Если кто-то из немецких банкиров-евреев и обратил внимание на это оскорбление, то никто из них не прокомментировал его.
Формальный антисемитизм основывается на некоторых специфических предпосылках: евреи выделяются из всех остальных людей как «нация», и к ним нельзя относиться как к согражданам; евреи с рождения непатриотичны по отношению к своей стране. В ней утверждается, что евреи организовали «международный заговор» с целью захвата мира с помощью таких причудливых мер, как «использование спиртных напитков для запудривания мозгов христианских лидеров». (В 1903 году эти обвинения были подкреплены публикацией тщательно выдуманного «документа» — «Протоколов сионских ученых старейшин»).

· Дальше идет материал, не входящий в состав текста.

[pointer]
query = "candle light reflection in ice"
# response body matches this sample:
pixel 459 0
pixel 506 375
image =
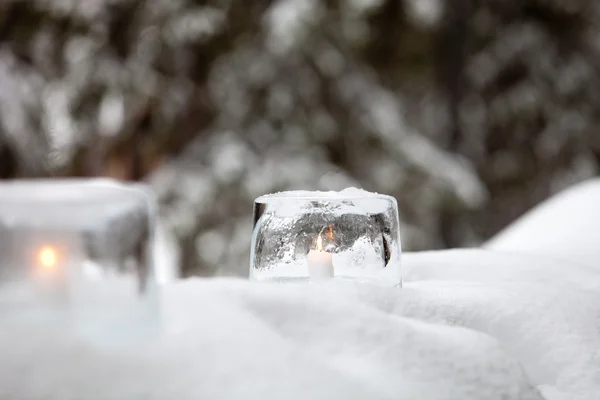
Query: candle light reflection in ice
pixel 320 262
pixel 347 235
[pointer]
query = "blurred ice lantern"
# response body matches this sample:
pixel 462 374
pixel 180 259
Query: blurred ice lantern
pixel 78 252
pixel 349 235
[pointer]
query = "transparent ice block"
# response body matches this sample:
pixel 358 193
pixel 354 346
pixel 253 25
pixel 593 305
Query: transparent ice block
pixel 350 235
pixel 79 253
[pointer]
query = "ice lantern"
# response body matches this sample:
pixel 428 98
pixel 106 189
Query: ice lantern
pixel 78 253
pixel 349 235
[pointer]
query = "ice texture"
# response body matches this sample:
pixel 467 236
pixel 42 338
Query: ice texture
pixel 360 228
pixel 468 324
pixel 107 218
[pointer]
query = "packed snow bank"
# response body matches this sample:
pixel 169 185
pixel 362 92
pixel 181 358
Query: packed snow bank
pixel 566 225
pixel 228 339
pixel 468 324
pixel 545 312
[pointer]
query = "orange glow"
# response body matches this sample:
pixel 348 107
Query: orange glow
pixel 48 257
pixel 319 243
pixel 330 232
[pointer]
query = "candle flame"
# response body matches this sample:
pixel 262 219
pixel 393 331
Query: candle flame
pixel 319 243
pixel 330 232
pixel 47 258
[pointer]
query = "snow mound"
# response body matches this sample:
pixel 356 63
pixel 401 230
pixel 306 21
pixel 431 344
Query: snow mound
pixel 565 225
pixel 543 311
pixel 231 339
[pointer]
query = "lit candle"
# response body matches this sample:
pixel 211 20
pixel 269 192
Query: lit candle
pixel 320 265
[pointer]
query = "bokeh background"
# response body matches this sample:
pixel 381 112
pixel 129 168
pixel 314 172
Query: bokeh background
pixel 469 112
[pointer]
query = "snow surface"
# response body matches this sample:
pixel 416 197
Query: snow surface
pixel 468 324
pixel 566 225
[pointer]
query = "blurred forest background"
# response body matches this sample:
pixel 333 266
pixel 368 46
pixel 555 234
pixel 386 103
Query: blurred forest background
pixel 469 112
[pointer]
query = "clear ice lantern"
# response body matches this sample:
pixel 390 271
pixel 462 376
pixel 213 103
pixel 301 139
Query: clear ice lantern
pixel 315 236
pixel 78 252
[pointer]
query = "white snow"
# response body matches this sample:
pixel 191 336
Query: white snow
pixel 468 324
pixel 566 225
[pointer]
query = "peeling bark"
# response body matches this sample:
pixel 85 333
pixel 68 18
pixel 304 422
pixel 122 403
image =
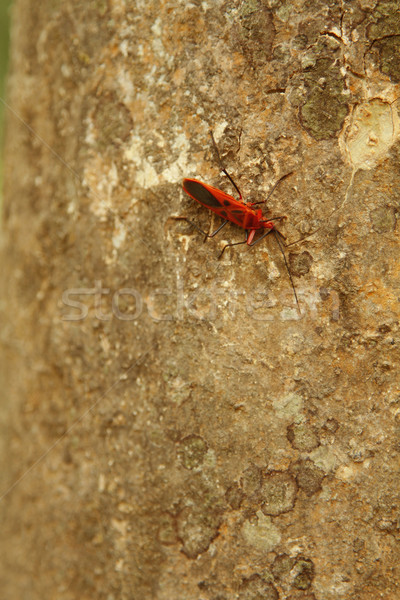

Однако антисемитизм не всегда носит формальный характер и не всегда проявляется столь определенными симптомами. Часто это нечетко выраженная «неприязнь», основанная на недоверии или, если речь идет о богатых евреях, на зависти. Даже в Новой Англии, где евреи вызывали всеобщее восхищение, появились антисемиты, причем по весьма своеобразным причинам. Так, например, Джон Джей Чепмен в течение многих лет был, можно сказать, ярым просемитом. Он утверждал, что евреи представляют собой концентрацию всех человеческих добродетелей, и настаивал на том, что они умнее, храбрее, сильнее, добрее, набожнее и нравственнее всех остальных народов. Он считал их одним из величайших чудес света и сравнивал с Парфеноном и пирамидами. Затем г-н Чепмен отправился в Атлантик-Сити, где увидел еврейские семьи, загорающие на пляже. Открытие того, что евреи ничем не отличаются от других людей, настолько озлобило его, что он ополчился против них и осудил их как глупых, некритичных и «неполноценных».
В годы после Гражданской войны, когда такие люди, как Джозеф Селигман, преуспевали и совершали подвиги, о которых писали газеты, среди людей менее успешных неизбежно возникала определенная зависть. А среди более влиятельных людей возникали страх и растущая решимость держать таких людей, как Джозеф Селигман, «на своем месте». Джозеф теперь сотрудничал с Джоном Пирпонтом Морганом, любопытным и сварливым сыном эмигранта из Новой Англии, который занялся частным банковским делом и вернулся в Нью-Йорк в благоприятный момент, как раз перед началом войны. Если Селигманы пострадали от своей связи с Джеем Гулдом и «золотым заговором», имевшим место несколькими годами ранее, то новые отношения с Морганом им не помогли. На Уолл-стрит Моргана скорее боялись, чем обожали, да и его собственный послужной список честных сделок был не совсем чист. Кроме того, хотя Морган и не был антисемитом, он был настоящим снобом. К Джозефу Селигману с немецким акцентом он относился свысока и снисходительно и всегда настаивал на том, чтобы Джозеф приходил в его офис для обсуждения дел; к Джозефу он не ходил. Джозеф, тем временем, недолюбливал Моргана и был вынужден прокомментировать: «Morgan-J. П. Дрекселя, Морган — грубый, неотесанный парень, постоянно ссорится с Дрекселем в офисе».